Os adventistas do sétimo dia creem que uma assembleia da Associação Geral tem autoridade sobre as principais demandas administrativas, doutrinárias e missionárias da igreja. Esse entendimento está diretamente relacionado à expressão “voz de Deus”, termo usado por Ellen White para se referir à função que as periódicas reuniões mundiais da igreja desempenham.
Umas das declarações mais enfáticas dela a esse respeito é a seguinte: “Quando numa Assembleia Geral é exercido o juízo dos irmãos reunidos de todas as partes do campo, independência e juízo particulares não devem obstinadamente ser mantidos, mas renunciados. […] Deus ordenou que os representantes de sua igreja de todas as partes da Terra, quando reunidos numa Assembleia Geral, devam ter autoridade” (Testemunhos Seletos, vol. 3, p. 408, itálico acrescentado).
A declaração acima é bem clara sobre o posicionamento de Ellen White a respeito da eclesiologia adventista. Segundo ela, o próprio Deus conferiu à assembleia da Associação Geral autoridade sobre os assuntos da igreja mundial e que esses jamais devem ser substituídos por posicionamentos particulares.

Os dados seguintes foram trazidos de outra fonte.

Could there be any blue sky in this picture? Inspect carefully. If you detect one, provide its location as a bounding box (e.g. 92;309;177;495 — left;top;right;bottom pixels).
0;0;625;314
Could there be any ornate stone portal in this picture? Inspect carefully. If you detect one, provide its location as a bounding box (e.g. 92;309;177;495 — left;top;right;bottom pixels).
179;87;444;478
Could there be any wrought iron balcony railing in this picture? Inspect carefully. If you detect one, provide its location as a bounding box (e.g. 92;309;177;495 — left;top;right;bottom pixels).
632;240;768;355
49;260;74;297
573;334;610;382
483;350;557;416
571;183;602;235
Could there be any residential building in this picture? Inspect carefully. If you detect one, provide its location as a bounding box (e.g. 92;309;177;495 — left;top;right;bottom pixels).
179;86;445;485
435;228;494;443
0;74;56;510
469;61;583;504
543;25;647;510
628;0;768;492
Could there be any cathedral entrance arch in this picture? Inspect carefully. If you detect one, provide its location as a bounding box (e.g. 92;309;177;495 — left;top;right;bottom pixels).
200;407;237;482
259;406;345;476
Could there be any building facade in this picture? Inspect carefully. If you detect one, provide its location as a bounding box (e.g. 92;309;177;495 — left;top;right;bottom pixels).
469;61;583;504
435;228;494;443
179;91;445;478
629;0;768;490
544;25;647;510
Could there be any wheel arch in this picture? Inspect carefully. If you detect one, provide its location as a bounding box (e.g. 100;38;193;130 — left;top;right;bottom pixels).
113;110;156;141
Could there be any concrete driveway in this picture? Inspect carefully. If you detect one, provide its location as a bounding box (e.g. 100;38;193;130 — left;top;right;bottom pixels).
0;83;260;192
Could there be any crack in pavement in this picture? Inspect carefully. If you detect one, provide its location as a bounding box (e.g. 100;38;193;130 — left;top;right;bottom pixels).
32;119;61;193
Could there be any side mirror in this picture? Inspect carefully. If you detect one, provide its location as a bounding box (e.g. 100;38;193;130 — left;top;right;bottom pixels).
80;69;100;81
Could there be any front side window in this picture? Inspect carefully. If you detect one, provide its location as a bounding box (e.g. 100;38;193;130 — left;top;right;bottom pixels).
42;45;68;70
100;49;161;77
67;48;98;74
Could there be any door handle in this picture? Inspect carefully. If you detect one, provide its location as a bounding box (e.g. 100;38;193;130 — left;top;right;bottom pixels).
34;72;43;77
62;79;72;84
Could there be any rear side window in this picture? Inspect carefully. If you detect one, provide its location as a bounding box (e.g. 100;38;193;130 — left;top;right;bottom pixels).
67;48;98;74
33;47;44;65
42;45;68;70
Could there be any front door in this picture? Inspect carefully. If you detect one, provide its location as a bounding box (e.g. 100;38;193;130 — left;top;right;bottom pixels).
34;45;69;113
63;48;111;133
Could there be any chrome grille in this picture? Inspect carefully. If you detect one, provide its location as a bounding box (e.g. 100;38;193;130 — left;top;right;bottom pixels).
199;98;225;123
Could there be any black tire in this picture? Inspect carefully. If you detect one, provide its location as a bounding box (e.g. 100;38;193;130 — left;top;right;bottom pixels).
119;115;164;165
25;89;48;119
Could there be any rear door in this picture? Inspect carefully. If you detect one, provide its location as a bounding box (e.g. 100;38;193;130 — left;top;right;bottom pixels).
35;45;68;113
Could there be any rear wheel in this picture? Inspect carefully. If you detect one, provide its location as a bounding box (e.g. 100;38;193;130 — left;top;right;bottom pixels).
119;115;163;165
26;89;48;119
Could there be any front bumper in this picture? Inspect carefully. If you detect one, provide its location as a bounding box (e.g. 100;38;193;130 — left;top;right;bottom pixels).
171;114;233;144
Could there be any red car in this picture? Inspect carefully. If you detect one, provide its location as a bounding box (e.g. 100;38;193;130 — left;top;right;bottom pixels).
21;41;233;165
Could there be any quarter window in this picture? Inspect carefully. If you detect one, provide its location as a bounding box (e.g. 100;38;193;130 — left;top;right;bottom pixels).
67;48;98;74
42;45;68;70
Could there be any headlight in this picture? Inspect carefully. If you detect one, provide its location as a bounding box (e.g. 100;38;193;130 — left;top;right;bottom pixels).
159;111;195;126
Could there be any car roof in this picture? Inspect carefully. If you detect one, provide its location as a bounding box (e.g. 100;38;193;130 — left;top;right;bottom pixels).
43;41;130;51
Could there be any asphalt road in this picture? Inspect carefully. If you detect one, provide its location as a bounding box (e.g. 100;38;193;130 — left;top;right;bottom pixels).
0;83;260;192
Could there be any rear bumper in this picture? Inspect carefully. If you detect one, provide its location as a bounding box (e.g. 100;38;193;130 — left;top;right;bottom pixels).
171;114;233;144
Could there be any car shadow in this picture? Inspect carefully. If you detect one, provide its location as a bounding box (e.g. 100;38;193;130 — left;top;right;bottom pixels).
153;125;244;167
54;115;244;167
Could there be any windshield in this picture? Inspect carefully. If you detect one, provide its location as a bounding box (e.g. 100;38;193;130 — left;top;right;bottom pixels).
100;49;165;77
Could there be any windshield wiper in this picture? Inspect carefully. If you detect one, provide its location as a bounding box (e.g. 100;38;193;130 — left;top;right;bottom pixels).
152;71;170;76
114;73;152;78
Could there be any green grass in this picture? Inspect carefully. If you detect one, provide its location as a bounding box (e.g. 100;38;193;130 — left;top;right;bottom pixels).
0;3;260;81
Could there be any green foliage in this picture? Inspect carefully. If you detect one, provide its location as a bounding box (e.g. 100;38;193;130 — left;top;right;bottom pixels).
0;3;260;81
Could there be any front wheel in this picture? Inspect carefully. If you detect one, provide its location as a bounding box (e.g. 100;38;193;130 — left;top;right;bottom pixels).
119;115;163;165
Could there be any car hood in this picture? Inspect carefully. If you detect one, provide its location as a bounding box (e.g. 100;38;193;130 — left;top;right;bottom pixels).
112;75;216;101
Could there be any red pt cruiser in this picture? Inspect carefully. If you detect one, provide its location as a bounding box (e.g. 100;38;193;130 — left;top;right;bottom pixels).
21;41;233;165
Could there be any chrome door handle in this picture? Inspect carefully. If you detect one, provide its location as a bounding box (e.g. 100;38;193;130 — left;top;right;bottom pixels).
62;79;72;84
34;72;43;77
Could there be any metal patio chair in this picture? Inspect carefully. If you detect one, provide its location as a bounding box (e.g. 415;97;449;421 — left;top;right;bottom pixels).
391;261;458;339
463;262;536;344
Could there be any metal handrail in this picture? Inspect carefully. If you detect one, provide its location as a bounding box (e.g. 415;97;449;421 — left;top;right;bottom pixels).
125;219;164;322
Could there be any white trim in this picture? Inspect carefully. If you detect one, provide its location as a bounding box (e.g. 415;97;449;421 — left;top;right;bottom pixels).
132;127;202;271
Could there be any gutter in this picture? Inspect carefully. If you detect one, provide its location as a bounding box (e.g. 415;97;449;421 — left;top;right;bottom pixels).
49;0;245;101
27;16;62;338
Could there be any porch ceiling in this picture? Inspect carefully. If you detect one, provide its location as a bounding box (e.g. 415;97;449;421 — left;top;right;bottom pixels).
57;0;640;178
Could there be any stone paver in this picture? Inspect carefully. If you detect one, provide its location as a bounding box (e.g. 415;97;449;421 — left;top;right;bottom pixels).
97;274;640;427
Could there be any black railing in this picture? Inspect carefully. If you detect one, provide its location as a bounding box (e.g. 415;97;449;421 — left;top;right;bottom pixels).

No entanto, essa declaração absoluta de Ellen White parece estar em contradição com outros posicionamentos dela. Por exemplo, em 1901, ao se referir à negligência da administração geral da igreja em relação ao trabalho no sul dos Estados Unidos, ela escreveu:
“O povo perdeu a confiança naqueles que administram a obra. Contudo, ouvimos que a voz da Associação [Geral] é a voz de Deus. Cada vez que ouço isso, penso que é quase uma blasfêmia. A voz da Associação [Geral] deve ser a voz de Deus; mas não é, porque alguns ligados a ela não são homens de fé e oração, não possuem princípios elevados. Não buscam a Deus de todo o coração” (Manuscrito 37, 1901, p. 8, [abril de 1901, palestra da Ellen White na capela da editora Review and Herald acerca do trabalho no sul dos Estados Unidos], itálico acrescentado).
A forte crítica acima foi dirigida a alguns líderes da Associação Geral que, segundo ela, não buscavam “a Deus de todo o coração” e centralizavam em si mesmos o poder de decisões, especialmente no que diz respeito ao envio de recursos para regiões a serem alcançadas. Em relação à obra que Edson White desenvolveu no sul dos Estados Unidos, Roos Winkle afirma que, embora a Associação Geral a reconhecesse como responsável pela evangelização dos afro-americanos, “foi em grande parte uma obra autossustentável, teve a aprovação dos líderes da igreja, mas com o apoio financeiro direto mínimo” (The Ellen G. White Encyclopedia, p. 1.181).
Essa negligência de parte do staff da Associação Geral levou Ellen White a criticar fortemente a administração da época e não permitir que houvesse confusão a respeito do que, de fato, deve ser considerado como a “voz de Deus”. Para ela, as decisões daqueles líderes autoritários e sem visão missionária não podiam representar a vontade de Deus (The Ellen G. White Encyclopedia, p. 1255).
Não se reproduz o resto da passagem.